The Bears have met with Miles Sanders on multiple occasions.
(670 The Score)How does a running back become the complete package for a modern-day NFL offense? Penn State’s Miles Sanders knows you can’t rely on talent alone.
Sanders enters the NFL Draft as one of the most versatile running backs in a deep class, a three-down backfield option and a capable target in the passing game. He has worked hard to be more dynamic, often catching 200 passes before and after practice at Penn State and running extra routes with his quarterback.
“I don’t like being average,” Sanders said by phone. “I don’t like being comfortable. I’m always willing to get better, whether it’s the little stuff or the big stuff.”
Related: Bears, Packers to kick off 2019 season
At Penn State, Sanders was anything but average. He rushed for 1,274 yards (5.8 yards per carry) and nine touchdowns in his junior season of 2018, adding 24 receptions in the passing game. He took over the Nittany Lions’ backfield from Saquon Barkley and carried the load well in a breakout season.
Sanders now has the attention of teams like the Bears ahead of the NFL Draft. The Bears met with Sanders at the NFL Combine in Indianapolis in February and hosted him at Lake Forest two weeks ago.
The Bears are seeking their running back of the future in the draft, and the 5-foot-11, 215-pound Sanders is a type who would fit coach Matt Nagy’s offense well.

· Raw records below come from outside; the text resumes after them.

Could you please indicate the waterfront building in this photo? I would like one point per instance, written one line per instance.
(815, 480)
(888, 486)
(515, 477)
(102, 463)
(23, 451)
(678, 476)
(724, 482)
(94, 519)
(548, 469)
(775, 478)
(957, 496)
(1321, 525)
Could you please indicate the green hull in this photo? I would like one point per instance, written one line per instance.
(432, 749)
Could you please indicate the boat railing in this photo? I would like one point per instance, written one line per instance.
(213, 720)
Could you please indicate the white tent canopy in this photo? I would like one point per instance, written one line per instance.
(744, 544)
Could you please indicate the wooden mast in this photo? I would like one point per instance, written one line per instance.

“I definitely believe I can be that complete running back that any team wants me to be as far as a Saquon, Tarik Cohen, Christian McCaffrey, Todd Gurley,” Sanders said. “I can be a three-down back, a very versatile running back.
“I like (the Bears) offense, I like their scheme. Coach Nagy, great coach. Great coaching staff over there.”

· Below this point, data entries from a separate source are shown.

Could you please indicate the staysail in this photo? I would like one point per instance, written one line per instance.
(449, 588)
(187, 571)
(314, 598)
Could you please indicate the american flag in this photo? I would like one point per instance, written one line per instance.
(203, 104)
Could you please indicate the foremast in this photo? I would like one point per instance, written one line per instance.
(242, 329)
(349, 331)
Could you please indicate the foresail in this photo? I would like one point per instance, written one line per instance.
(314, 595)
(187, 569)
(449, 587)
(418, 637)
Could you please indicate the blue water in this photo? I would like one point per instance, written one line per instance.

The issue for the Bears is that they may not get the chance to draft Sanders unless they trade up. He’s projected to be selected on Day 2 of the draft, and the first pick the Bears own is in the third round at No. 87 overall. To land Sanders, they would likely have to move up from that slot. An asset to include in a potential trade could be running back Jordan Howard, whom the Bears could deal or release this offseason. Chicago’s backfield currently includes Howard, Cohen and veteran Mike Davis, who signed a two-year deal in free agency.
Nagy and the Bears gave Howard the chance to prove his place in the offense in 2018. He improved as a pass catcher but struggled as a route runner. The team signaled its interest in a change by first exploring the possibility of signing Kareem Hunt. After signing Davis, the Bears continue to evaluate the running back options in the draft.
In Sanders, the Bears could find a fit.
“A complete running back,” Sanders said in scouting himself. “Natural running ability, vision, able to catch it out of the backfield, workhorse, come to work every day and a guy who’s willing to do whatever it takes to win a championship.”
Sanders arrived at Penn State tabbed as a four-star prospect by Rivals after starring at Woodland Hills in Pittsburgh. He emerged in 2018 as the Nittany Lions’ starter and enjoyed a productive season, but Sanders felt there was plenty to improve upon.
Sanders is working to improve his patience as a runner, in an effort to allow rushing lanes to open and better take what the play gives him. He’s also focusing on responsibilities in pass protection, an important role for a three-down back.
With the draft fast approaching, Sanders will soon realize his dream. But he knows there’s even greater work ahead.
“It’s just competing,” he said. “I’m very competitive. “I’ve found that a lot more. I love to compete, love going against the best.”